Capitals Reassign Andrew Cristall To AHL

While the Capitals’ season is over, their AHL affiliate in Hershey is still alive in the Calder Cup Playoffs. They’ll be getting a boost in the form of 2023 second-round pick Andrew Cristall, who the Caps announced has been assigned to Hershey and could make his pro debut in tomorrow’s win-or-go-home Game 3 against Charlotte.

Cristall, a left-winger, has far exceeded his 40th overall billing. The 5’10” forward slipped farther down the draft board than most expected – most had tabbed him as a surefire first-round selection after he recorded 95 points in 54 games with the WHL’s Kelowna Rockets in his draft year, but his smaller stature was enough to tank his stock.

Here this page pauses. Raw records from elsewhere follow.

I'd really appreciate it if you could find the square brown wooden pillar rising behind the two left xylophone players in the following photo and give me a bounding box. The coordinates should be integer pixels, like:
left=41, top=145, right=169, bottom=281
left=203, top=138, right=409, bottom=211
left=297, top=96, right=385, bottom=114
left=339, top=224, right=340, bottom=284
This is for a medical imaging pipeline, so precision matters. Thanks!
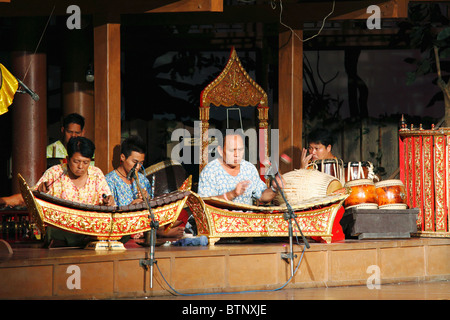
left=94, top=16, right=121, bottom=174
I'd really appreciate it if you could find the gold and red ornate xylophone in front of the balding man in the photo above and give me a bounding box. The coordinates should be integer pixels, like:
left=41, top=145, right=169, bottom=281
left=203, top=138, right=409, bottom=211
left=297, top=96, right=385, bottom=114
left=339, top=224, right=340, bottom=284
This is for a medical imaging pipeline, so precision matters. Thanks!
left=186, top=188, right=351, bottom=245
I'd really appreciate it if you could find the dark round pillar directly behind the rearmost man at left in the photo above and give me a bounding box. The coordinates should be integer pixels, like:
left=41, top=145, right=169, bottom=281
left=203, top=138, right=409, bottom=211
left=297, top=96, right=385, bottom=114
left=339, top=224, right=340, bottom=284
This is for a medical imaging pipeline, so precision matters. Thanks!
left=62, top=23, right=95, bottom=141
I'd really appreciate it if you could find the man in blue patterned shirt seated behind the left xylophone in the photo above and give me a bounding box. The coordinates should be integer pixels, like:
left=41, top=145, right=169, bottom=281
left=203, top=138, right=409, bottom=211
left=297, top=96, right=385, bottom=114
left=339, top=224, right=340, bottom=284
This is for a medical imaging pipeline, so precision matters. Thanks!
left=106, top=136, right=187, bottom=239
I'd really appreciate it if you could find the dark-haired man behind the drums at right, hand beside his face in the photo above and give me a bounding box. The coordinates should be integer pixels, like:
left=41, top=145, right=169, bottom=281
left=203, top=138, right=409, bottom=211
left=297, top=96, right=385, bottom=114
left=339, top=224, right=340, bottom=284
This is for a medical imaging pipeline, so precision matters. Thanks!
left=300, top=129, right=336, bottom=169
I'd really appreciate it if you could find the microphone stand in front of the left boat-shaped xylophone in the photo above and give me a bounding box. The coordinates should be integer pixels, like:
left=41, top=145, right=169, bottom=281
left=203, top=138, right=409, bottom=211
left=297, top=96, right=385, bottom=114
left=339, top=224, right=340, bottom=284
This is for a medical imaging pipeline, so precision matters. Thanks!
left=130, top=169, right=159, bottom=289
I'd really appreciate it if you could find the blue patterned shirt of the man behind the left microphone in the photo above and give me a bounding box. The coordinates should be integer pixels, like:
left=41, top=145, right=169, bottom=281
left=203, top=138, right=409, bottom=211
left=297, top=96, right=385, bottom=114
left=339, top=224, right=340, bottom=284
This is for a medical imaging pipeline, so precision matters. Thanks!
left=105, top=170, right=152, bottom=206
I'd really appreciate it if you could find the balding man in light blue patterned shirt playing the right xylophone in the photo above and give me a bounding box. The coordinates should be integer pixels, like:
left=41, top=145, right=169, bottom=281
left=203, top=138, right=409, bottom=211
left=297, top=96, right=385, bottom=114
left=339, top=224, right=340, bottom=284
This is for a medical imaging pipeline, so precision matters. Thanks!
left=198, top=130, right=281, bottom=205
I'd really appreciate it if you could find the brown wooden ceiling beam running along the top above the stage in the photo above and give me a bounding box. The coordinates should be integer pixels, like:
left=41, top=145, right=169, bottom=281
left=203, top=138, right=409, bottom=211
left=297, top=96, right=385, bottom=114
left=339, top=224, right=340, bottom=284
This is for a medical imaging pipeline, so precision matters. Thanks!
left=0, top=0, right=414, bottom=21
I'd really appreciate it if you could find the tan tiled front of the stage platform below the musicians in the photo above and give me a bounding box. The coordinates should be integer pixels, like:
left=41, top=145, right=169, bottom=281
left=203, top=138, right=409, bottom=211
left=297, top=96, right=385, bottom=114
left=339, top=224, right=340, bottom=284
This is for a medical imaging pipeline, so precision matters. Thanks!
left=0, top=238, right=450, bottom=299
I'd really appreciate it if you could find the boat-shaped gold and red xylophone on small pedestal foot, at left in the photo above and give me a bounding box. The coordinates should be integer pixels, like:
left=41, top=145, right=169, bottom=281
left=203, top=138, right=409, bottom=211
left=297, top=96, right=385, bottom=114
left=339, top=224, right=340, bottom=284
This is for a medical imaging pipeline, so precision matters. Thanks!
left=18, top=174, right=191, bottom=250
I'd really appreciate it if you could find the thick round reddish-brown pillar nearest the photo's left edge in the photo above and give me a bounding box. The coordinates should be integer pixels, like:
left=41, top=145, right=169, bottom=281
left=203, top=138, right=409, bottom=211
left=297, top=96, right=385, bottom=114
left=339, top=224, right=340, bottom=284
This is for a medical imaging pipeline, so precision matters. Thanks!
left=9, top=18, right=47, bottom=193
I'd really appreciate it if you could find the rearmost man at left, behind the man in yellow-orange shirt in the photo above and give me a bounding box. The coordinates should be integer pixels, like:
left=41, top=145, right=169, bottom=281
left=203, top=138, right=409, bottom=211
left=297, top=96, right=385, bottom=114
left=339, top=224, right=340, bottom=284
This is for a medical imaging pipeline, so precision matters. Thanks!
left=47, top=113, right=85, bottom=159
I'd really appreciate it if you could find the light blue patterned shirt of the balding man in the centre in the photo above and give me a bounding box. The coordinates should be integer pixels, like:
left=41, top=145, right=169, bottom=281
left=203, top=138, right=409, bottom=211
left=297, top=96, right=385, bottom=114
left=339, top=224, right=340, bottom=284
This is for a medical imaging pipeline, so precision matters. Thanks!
left=198, top=159, right=267, bottom=205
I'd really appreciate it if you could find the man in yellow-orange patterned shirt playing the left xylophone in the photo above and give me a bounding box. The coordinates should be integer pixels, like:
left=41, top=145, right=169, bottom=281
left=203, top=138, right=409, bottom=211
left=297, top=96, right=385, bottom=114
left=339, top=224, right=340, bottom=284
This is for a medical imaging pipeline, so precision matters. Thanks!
left=34, top=137, right=114, bottom=246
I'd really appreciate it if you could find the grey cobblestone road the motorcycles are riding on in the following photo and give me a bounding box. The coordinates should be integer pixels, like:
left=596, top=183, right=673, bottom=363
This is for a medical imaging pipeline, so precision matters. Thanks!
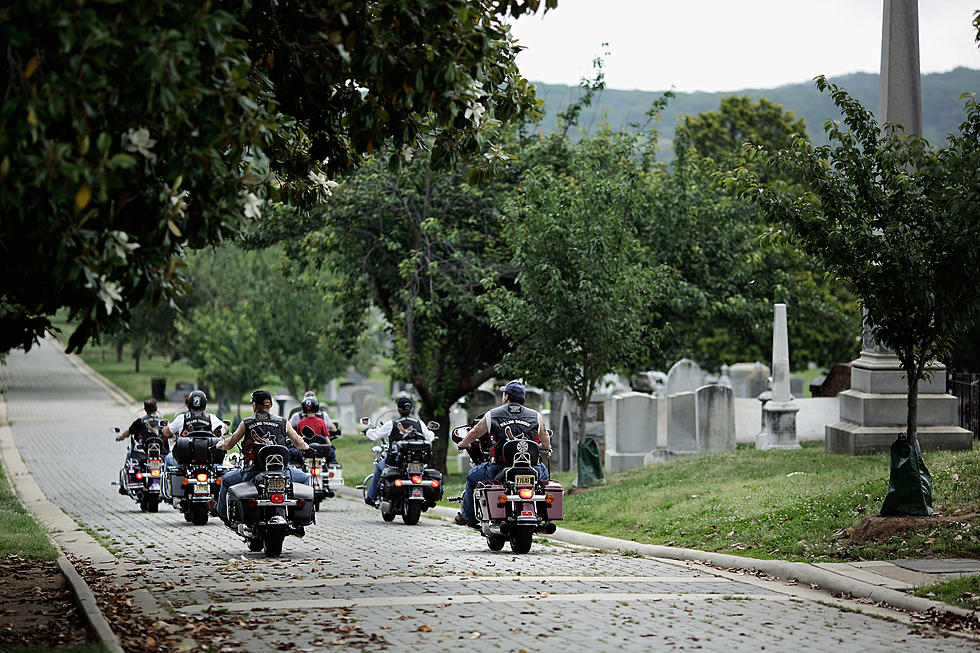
left=0, top=342, right=976, bottom=652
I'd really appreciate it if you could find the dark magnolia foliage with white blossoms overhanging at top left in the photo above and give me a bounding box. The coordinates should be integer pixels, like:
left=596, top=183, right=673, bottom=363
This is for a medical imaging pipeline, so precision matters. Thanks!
left=0, top=0, right=556, bottom=352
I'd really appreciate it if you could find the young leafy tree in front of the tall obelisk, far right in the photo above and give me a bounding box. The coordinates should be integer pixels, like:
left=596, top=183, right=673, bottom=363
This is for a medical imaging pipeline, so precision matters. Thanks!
left=726, top=77, right=980, bottom=444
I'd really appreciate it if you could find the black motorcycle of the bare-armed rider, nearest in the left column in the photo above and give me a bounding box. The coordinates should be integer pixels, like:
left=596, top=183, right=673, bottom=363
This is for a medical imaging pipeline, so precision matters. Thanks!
left=227, top=429, right=326, bottom=558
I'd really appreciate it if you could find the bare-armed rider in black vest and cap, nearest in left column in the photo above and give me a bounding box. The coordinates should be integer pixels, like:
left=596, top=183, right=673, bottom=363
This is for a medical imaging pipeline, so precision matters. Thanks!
left=215, top=390, right=310, bottom=523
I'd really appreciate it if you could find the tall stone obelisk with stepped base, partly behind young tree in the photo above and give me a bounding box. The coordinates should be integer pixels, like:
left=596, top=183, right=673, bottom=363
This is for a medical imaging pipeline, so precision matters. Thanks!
left=825, top=0, right=973, bottom=455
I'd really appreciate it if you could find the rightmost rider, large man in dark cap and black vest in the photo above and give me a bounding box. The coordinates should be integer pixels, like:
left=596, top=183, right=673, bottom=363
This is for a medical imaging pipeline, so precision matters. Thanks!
left=455, top=381, right=551, bottom=526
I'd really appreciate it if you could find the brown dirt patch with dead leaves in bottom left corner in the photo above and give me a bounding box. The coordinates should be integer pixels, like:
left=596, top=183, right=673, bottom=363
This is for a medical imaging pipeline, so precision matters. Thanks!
left=0, top=555, right=94, bottom=650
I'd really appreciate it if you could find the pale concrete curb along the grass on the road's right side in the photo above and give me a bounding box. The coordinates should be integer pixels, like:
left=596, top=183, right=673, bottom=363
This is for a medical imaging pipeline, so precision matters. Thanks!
left=339, top=486, right=980, bottom=620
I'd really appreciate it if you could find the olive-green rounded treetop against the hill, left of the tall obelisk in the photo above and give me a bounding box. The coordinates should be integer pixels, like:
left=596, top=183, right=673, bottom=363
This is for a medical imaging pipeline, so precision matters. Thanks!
left=677, top=95, right=810, bottom=181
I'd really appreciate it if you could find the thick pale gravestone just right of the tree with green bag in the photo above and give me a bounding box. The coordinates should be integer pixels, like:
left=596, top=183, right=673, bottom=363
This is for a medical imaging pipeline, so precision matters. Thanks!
left=605, top=392, right=657, bottom=472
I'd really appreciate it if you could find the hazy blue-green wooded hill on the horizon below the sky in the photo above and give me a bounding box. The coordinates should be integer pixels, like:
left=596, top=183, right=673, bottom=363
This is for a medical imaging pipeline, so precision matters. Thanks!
left=534, top=68, right=980, bottom=157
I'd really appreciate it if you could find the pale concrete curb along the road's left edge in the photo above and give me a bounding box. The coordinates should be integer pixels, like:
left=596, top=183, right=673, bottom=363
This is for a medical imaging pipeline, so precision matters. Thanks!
left=0, top=395, right=124, bottom=653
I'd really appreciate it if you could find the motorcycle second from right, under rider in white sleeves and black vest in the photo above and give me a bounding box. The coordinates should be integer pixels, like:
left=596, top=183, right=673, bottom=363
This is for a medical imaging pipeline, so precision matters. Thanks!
left=357, top=417, right=443, bottom=526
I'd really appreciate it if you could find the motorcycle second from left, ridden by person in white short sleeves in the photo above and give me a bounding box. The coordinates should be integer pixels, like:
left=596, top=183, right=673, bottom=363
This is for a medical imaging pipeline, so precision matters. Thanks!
left=162, top=431, right=225, bottom=526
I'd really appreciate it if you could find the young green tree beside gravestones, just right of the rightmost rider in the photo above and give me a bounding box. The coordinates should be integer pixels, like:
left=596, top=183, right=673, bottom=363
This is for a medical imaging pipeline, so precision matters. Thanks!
left=481, top=130, right=663, bottom=441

It’s obviously too early to make a true determination before he even plays an NHL game, but Cristall has been on a superstar-level tear over the past two seasons. He finished fifth in the WHL in scoring last season with 111 points in 62 games (1.79 per game) but has been on a new level here in 2024-25. While an injury and a midseason trade limited him to 57 games between Kelowna and Spokane, he was still good for a 48-84–132 scoring line (2.32 points per game) with a +59 rating. He captured the league’s scoring title despite playing 15 games short of a full schedule and tacked on another 21 goals and 41 points in 19 playoff games for good measure.

Cristall is clearly the Caps’ most dynamic scoring threat in their prospect pool and should get a legitimate shot to make the opening night roster in the fall. Whether he can overcome the natural weaknesses his smallish frame provides and become an everyday top-six fixture in short order remains to be seen, but his puckhandling ability and skating should make him an impact producer in short order.